Fixing MySQL group commit (part 2)

This is the second in a series of three articles about ideas for implementing full support for group commit in MariaDB. The first article discussed the background: group commit in MySQL does not work when the binary log is enabled. See also the third article.

Internally, InnoDB (and hence XtraDB) do support group commit. The way this works is seen in the innobase_commit() function. The work in this function is split into two parts. First, a “fast” part, which registers the commit in memory:

    trx->flush_log_later = TRUE;
    innobase_commit_low(trx);
    trx->flush_log_later = FALSE;

Second, a “slow” part, which writes and fsync’s the commit to disk to make it durable:

    trx_commit_complete_for_mysql(trx)

While one transaction is busy executing the “slow” part, any number of later transactions can complete their “fast” part, and queue up waiting for the running fsync() to finish. Once it does finish, a single fsync() of the log is now sufficient to complete the slow part for all of the queued-up transactions. This is how group commit works in InnoDB when the binary log is disabled.
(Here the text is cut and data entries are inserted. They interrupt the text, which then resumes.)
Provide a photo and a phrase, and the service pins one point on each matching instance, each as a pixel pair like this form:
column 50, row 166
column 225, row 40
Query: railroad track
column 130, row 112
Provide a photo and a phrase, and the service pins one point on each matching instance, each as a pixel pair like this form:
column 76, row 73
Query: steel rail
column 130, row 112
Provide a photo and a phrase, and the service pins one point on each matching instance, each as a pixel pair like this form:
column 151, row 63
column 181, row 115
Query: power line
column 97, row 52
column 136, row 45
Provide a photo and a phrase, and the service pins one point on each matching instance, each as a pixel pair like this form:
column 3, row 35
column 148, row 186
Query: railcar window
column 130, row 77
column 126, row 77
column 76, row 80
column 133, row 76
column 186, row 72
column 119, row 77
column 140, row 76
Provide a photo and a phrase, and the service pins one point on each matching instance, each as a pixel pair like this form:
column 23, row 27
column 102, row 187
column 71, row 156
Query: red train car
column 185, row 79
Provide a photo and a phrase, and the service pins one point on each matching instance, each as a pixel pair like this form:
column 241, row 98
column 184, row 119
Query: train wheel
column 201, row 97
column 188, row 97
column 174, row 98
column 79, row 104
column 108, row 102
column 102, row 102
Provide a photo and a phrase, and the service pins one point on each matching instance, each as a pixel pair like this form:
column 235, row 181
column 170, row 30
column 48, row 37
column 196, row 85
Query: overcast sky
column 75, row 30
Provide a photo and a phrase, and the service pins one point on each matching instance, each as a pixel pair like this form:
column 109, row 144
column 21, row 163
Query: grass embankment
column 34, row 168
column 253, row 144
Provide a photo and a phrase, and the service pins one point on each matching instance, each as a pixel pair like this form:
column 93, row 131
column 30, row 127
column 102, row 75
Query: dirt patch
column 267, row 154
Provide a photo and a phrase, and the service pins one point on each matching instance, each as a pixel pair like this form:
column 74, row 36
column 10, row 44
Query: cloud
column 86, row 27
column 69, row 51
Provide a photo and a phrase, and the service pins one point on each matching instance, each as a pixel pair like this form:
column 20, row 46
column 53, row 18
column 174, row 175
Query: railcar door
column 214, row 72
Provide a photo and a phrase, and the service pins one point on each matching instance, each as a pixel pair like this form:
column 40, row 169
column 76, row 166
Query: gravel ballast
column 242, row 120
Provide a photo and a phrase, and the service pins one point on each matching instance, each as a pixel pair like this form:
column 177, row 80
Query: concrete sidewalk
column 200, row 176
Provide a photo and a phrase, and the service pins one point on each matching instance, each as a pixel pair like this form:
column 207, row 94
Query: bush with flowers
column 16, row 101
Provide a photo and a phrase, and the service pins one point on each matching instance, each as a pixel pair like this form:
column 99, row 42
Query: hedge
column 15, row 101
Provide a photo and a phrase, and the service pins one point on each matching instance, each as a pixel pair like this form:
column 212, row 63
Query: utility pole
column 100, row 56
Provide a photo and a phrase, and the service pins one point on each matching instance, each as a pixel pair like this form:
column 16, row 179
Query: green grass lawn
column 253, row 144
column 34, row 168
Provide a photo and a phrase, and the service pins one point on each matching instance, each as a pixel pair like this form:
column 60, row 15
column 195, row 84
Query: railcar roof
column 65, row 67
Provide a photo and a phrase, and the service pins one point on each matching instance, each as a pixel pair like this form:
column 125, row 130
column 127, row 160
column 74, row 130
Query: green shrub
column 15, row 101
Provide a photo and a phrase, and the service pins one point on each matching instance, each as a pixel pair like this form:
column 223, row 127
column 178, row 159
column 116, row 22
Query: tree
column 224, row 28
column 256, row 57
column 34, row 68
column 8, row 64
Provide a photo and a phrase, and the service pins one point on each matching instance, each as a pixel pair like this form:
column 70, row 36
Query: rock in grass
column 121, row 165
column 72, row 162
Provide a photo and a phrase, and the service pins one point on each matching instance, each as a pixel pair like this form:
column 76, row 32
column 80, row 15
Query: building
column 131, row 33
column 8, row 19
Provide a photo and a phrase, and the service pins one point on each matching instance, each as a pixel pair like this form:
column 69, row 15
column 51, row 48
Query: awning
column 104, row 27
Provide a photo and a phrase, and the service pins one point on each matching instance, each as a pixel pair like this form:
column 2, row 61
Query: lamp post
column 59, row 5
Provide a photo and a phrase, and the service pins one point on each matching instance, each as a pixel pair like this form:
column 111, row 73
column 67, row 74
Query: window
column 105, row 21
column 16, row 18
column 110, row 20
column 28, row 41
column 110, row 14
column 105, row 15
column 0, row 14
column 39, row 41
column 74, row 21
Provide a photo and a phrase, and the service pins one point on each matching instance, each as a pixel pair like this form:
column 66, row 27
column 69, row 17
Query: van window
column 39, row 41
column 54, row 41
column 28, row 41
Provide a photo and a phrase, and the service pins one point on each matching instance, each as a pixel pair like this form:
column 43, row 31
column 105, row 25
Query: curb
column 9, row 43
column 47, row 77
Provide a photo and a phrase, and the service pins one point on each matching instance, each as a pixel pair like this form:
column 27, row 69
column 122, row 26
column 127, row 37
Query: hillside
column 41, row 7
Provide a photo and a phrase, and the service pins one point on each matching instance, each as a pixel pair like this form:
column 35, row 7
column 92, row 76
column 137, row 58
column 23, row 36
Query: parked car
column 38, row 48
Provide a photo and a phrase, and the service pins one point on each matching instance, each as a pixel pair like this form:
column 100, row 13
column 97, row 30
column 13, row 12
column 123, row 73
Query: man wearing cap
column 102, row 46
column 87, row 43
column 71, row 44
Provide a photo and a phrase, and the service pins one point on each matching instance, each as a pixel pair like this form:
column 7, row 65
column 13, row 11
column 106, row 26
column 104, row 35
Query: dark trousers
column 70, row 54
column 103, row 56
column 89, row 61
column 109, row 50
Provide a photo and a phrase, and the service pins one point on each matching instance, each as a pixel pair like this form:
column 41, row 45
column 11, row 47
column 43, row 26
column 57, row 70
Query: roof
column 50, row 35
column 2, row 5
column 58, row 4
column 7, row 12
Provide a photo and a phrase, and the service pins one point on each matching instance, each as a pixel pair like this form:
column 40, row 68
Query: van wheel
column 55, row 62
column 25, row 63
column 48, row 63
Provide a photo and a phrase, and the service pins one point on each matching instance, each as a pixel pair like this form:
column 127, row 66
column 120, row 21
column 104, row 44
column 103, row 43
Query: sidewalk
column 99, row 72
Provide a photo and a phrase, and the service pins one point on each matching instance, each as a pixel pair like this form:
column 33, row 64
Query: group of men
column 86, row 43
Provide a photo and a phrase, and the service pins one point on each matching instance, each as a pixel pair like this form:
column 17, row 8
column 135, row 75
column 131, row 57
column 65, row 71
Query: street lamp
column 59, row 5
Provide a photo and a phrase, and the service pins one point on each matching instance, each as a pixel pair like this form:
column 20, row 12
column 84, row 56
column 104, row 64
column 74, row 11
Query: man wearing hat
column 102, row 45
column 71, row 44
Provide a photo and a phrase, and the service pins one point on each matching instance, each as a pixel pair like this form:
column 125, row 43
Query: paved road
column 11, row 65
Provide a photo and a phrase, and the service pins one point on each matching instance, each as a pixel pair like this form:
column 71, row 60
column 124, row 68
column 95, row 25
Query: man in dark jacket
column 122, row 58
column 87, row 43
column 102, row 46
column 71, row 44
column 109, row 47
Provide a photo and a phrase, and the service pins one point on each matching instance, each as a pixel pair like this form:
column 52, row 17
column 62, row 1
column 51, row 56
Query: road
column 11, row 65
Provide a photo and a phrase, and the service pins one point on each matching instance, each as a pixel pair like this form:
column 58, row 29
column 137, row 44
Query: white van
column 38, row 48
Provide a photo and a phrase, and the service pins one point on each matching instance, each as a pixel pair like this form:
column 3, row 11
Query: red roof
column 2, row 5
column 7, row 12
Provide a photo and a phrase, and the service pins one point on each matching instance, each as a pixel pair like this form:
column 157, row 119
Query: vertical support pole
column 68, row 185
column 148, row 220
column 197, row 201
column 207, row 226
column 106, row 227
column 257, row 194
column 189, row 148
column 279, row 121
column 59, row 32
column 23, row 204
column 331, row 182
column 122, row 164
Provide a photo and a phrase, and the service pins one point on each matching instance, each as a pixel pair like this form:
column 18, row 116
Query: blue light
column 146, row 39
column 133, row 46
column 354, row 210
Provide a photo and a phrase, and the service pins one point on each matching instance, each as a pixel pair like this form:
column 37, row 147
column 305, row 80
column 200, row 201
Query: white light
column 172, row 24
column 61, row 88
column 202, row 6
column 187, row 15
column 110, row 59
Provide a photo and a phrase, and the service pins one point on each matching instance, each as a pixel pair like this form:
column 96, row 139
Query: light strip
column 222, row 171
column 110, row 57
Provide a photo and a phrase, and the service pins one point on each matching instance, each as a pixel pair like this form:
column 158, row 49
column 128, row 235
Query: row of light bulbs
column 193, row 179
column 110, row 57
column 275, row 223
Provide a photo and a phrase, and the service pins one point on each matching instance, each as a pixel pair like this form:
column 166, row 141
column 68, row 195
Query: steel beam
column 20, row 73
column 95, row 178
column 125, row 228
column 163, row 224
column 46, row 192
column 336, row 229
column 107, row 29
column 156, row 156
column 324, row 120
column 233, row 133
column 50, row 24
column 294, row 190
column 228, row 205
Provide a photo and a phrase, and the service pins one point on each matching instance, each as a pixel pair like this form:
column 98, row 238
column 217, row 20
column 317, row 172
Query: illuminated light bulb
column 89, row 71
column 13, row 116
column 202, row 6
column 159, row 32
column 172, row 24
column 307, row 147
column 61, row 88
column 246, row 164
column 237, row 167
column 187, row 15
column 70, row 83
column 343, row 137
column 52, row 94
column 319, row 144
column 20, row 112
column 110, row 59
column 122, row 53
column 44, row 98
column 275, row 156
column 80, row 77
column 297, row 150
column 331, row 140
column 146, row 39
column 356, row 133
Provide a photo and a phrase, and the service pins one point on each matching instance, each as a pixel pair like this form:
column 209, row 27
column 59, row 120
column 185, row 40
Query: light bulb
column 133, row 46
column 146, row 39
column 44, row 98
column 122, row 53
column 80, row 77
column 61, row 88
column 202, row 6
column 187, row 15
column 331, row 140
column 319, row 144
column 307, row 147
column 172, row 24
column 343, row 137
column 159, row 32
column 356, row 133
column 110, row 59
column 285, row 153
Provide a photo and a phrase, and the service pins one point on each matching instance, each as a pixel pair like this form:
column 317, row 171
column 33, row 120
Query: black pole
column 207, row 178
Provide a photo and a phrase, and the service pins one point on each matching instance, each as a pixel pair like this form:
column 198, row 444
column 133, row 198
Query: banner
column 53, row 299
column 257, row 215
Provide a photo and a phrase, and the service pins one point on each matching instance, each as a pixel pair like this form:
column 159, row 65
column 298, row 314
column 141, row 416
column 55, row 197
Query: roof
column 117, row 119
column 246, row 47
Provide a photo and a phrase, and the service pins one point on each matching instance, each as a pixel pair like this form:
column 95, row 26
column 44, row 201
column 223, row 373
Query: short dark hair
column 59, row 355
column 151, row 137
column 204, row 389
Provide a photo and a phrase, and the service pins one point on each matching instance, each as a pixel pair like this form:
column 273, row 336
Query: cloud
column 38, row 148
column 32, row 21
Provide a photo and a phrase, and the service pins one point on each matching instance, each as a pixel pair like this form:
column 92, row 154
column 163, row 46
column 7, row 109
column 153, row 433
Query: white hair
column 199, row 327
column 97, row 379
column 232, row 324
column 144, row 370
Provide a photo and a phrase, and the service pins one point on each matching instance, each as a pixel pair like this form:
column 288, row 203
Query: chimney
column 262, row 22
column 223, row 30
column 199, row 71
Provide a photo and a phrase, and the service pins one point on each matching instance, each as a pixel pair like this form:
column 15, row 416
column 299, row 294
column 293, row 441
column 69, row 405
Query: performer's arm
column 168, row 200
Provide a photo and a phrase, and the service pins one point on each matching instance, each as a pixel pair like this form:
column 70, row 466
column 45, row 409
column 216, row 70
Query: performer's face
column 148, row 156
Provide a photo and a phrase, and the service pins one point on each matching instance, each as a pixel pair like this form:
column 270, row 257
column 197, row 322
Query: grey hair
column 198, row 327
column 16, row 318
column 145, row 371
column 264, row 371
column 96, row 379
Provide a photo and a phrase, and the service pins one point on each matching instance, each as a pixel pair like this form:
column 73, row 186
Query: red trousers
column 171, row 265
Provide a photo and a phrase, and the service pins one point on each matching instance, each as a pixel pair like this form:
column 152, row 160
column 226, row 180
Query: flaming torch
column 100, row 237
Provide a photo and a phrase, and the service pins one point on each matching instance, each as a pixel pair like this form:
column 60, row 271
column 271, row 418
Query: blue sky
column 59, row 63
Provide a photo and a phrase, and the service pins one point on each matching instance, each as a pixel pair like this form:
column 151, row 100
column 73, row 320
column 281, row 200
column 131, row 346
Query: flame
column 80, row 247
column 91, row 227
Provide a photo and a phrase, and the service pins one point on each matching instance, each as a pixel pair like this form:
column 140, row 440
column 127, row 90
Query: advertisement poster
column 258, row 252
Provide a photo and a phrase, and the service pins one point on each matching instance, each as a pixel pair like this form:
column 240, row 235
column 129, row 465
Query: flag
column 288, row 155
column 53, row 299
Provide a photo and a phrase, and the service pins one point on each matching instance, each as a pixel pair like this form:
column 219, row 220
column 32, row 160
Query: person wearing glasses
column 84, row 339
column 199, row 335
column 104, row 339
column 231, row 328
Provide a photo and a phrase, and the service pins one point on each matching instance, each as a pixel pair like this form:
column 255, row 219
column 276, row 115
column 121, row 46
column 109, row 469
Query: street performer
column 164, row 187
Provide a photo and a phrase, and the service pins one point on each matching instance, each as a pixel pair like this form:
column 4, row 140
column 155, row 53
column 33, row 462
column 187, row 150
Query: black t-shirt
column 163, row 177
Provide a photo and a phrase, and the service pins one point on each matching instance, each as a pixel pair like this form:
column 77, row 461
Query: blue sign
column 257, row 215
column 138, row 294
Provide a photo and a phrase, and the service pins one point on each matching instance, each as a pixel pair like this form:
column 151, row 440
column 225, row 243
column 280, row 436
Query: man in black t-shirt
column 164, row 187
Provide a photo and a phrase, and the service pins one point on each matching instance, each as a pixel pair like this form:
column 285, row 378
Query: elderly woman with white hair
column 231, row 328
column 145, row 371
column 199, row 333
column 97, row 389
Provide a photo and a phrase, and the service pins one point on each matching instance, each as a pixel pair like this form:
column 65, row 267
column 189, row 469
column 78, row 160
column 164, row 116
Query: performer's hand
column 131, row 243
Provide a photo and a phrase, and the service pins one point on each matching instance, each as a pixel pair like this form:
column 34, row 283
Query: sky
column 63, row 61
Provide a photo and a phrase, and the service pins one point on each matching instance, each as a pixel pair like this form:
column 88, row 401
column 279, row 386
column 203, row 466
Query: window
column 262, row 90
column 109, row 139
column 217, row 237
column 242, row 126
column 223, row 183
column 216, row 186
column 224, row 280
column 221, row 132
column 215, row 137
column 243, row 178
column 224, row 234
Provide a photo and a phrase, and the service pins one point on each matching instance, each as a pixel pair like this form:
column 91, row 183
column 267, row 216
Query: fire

When the binary log is enabled, MySQL uses XA/2-phase commit to ensure consistency between the binary log and the storage engine. This means that a commit now takes three parts:

    innobase_xa_prepare()
    write() and fsync() binary log
    innobase_commit()

Now, there is an extra detail to the prepare and commit code in InnoDB. InnoDB locks the prepare_commit_mutex in innobase_xa_prepare(), and does not release it until after the “fast” part of innobase_commit() has completed. This means that while one transaction is executing innobase_commit(), all subsequent transactions will be blocked inside innobase_xa_prepare() waiting for the mutex. As a result, no transactions can queue up to share an fsync(), and group commit is broken with the binary log enabled.

So, why does InnoDB hold the problematic prepare_commit_mutex across the binary logging? That turns out to be a really good question. After extensive research into the issue, it appears that in fact there is no good reason at all for the mutex to be held.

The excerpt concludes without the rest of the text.